Reasons for Penalty Decision
The Panel understands that the penalty ordered should protect the public and enhance public confidence in the ability of the College to regulate nurses. This is achieved through a penalty that addresses specific deterrence, general deterrence and, where appropriate, rehabilitation and remediation. The Panel also considered the penalty in light of the principle that joint submissions should not be interfered with lightly.
The Panel concluded that the proposed penalty is reasonable and in the public interest. The Member has co-operated with the College and, by agreeing to the facts and a proposed penalty, has accepted responsibility. The Panel finds that the penalty satisfies the principles of specific and general deterrence, rehabilitation and remediation, and public protection.
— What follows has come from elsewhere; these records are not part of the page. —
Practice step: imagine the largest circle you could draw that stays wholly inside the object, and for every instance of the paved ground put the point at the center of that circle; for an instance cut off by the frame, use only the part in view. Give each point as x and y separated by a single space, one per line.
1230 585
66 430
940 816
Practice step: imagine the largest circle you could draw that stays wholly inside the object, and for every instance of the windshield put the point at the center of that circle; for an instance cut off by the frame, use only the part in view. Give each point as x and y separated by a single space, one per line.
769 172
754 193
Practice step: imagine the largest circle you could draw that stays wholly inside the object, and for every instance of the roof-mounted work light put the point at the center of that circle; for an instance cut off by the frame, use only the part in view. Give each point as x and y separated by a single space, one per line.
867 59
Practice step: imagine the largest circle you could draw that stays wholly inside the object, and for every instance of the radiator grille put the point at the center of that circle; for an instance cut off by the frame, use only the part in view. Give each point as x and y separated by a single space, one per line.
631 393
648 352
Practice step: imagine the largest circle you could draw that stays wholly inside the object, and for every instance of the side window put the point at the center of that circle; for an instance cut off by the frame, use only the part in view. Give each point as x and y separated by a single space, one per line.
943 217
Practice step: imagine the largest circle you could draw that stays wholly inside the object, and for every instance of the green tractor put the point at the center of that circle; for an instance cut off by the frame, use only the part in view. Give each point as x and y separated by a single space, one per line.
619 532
These objectives are reached by the Member being audited and not practicing independently in the community for 18 months, and by the remediation of the Member through the meetings with the Regulatory Expert. The six-month suspension and not being able to work independently will ensure public protection. The penalty sends a strong message to the Member and the membership as a whole that not maintaining accurate documentation and providing care below practice standards will not be tolerated.
The penalty is in line with what has been ordered in previous cases.
I, David Edwards, RPN, sign this decision and reasons for the decision as Chairperson of this Discipline Panel and on behalf of the members of the Discipline Panel.